19 December 2018
The 7 Fingers have returned once again to Toronto, and we couldn’t be more thrilled. Pioneers in the contemporary circus movement, the company now based in Montreal travels the world and shows us the truth and honesty of how wonderful and how difficult circus really is. No doubt it is an amazing spectacle to see some of the larger troupes perform their perfect, glittering, stadium shows, but they are nothing compared to the true magic of the circus, demonstrated by the eight artists in “Reversible”. In a theatre so small we can hear their breath and see their faces, the artists onstage showed us their souls. In a show built around the idea of walls, both physical and internal, we are afforded a glimpse into the lives of these eight strangers. With a wonderful creative process wherein the performers researched their own histories, “Reversible” charms with its vulnerability and unique composition. So often circus shows can seem only comprised of a string of individual acts, but this show is so much more. With a clear through-line and movement vocabulary, the performance exists as a whole, not a sum of its parts. The artistry and creativity of each member of the team shines through, and gave the audience a night of pure joy.

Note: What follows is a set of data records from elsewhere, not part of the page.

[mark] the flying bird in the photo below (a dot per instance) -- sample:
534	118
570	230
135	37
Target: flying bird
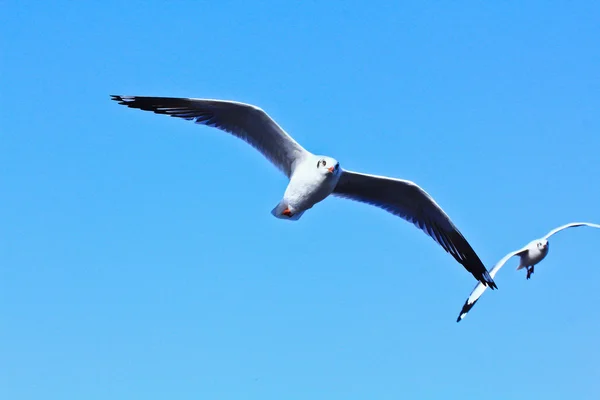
312	177
529	256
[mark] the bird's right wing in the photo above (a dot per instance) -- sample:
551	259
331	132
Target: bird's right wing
408	201
244	121
570	225
479	288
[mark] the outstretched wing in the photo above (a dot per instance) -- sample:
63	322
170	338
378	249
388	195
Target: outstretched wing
244	121
479	288
407	200
571	225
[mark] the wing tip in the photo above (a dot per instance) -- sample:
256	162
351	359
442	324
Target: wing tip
465	310
487	280
122	99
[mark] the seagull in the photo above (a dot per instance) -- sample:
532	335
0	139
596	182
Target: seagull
312	177
529	255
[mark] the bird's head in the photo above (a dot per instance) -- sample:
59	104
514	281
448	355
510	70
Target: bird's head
327	166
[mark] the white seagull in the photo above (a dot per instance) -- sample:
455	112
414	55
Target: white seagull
530	255
312	178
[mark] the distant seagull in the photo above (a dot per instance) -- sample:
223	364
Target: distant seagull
529	255
312	178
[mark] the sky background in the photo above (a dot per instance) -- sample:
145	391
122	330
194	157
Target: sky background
138	255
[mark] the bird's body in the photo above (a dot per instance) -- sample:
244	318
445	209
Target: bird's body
313	178
529	256
532	254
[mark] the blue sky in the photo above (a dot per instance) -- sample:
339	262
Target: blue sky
138	255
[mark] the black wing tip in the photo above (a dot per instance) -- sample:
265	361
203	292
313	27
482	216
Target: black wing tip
124	100
487	280
465	310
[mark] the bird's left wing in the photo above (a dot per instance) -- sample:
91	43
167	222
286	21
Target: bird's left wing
408	201
245	121
480	288
570	225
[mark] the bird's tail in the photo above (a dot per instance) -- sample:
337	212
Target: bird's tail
466	308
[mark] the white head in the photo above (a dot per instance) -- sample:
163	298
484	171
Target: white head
542	245
327	166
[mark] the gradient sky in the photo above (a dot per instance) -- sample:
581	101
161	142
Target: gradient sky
138	255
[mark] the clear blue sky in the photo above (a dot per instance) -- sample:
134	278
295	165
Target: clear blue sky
138	255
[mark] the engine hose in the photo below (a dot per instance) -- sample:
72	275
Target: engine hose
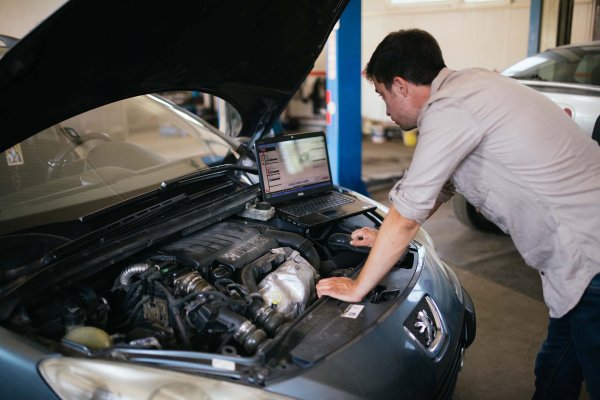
126	275
289	239
9	274
177	319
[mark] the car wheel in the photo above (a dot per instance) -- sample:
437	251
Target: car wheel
468	215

One of the things I love most about The 7 Fingers is the ensemble nature of the company. Inevitably though, some individuals shine through. For me, the artists that stole the show in this performance are married couple on-and-off-stage, Émilie and Julien Silliau. In a stunning act of cracking whips and flashing fans, they grabbed my attention from the beginning, and performed with a high level of intensity and intimacy. Another noteworthy performance is Emi Vauthey on aerial silks. Perhaps the most common aerial apparatus, it is often difficult to keep acts feeling fresh. Her opening series on the silks made my jaw drop, and I couldn’t keep my eyes off her. She is dynamic and engaging, daring and playful. She sets up for drops or rolls with such subtlety that even a seasoned audience such as ours was surprised and gasped at her drop to ankle-hang.
Lastly, the group act on Chinese Pole is perhaps one of the most singularly engaging pieces of circus I have ever seen live. Not only are all eight artists skilled in the apparatus, the choreography is stunning. I marveled as the cast moves seamlessly from unison to duets or solos, and use the pole in such a creative way. They make use of each other’s bodies to assist in their climbs, and they create gorgeous sculptural shapes in the air, all suspended at once. The pole-duo is especially stunning, cinematic even. If you can make your way to this show, be ready for the gift of performance in this piece.

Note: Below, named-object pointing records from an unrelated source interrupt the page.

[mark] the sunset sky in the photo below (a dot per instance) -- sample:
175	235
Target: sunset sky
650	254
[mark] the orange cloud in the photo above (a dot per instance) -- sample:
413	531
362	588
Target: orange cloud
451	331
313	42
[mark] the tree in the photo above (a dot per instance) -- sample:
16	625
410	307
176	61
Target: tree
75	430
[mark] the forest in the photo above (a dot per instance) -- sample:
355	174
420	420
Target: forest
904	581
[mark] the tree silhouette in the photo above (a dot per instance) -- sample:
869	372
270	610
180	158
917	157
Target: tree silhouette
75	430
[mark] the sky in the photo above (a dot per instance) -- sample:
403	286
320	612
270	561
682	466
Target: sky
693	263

Overall, another successfully mind-bending show from The 7 Fingers, which has officially become the high standard they continuously work in. The only shortcoming in this performance is a lack of including the audience in the creative process. There are so many wonderful stories unearthed by each artist in their ancestral research, and not all of that comes through in the characters they play onstage. However, there is no lessening of the triumph of the show because of this. The 7 Fingers is truly a gem in our colonial crown, and I truly hope that they can continue bringing their gift to every part of our country. I thank them for their efforts, skill, and desire to share their souls with us.